Das kann man von einem Jugendlichen nicht erwarten. Was man von einem Jugendlichen durchaus aber erwarten kann, ist dass er oder sie erkennt, dass es falsch ist anderen dabei zu helfen Menschen zu ermorden.

Und dann sind wir an einem Punkt, wo es knifflig wird.

Ich denke man kann auch von einem Jugendlichen erwarten zu erkennen, dass es falsch und unrecht ist, als bewaffneter Posten dafür zu Sorgen, dass Menschen einem dezidierten Mordprogramm zugeführt werden und dem nicht entkommen können.
Ich denke auch, dass man von einem jugendlichen erwarten kann, zu erkennen, dass es falsch und unrecht ist, im Rahmen einer Tätigkeit als Schreibkraft dezidierte Mordbefehle abzufassen (gleich wer sie diktiert hat) und sie zu übermitteln.

Das sind die beiden Dinge, wo ich sagen würde, dass darf man erwarten und dafür sollte man auch strafen.
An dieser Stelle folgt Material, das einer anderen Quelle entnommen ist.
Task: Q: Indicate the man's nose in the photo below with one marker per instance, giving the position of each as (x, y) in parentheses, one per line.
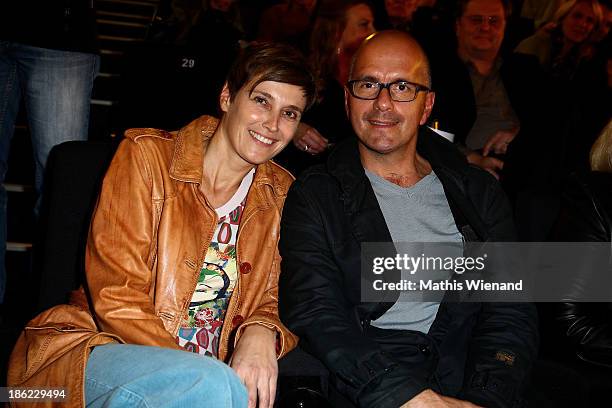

Das sehe ich auch so! Es gibt seit Jahrhunderten doch so etwas wie Ethik. Seit Jahrhunderten gab es die Zehn Gebote, und mag es auch noch so rudimentär entwickelt sein-so etwas wie ein Gewissen hat doch jeder, und jeder muss es innerlich totschlagen. So sehr die Propaganda und die Nazi-Nomenklatura sich auch bemühten, das alles als gut und richtig und als harte aber notwendige Maßnahme hinzustellen, so war doch den Tätern wohl bekannt, dass sich das nicht rechtfertigen ließ.

Bei den Auschwitz-Prozessen wurde auch der Darmstädter Hans Stark angeklagt. Stark war als 17 oder 18-jähriger Schüler nach Auschwitz gekommen. Häftlinge berichteten übereinstimmend, dass Stark einer der brutalsten Täter war. Nie hatte er so etwas wie Mitleid gezeigt-im Gegenteil. Im zarten Alter von 18 Jahren wurde Stark zum Herren über Leben und Tod.

In seinem Schlusswort sagte Hans Stark, dass er an der Tötung vieler Menschen mitgewirkt habe, und in den letzten Jahren sich immer wieder gefragt habe, ob er zum Verbrecher geworden sei. Er habe darauf keine Antwort gefunden.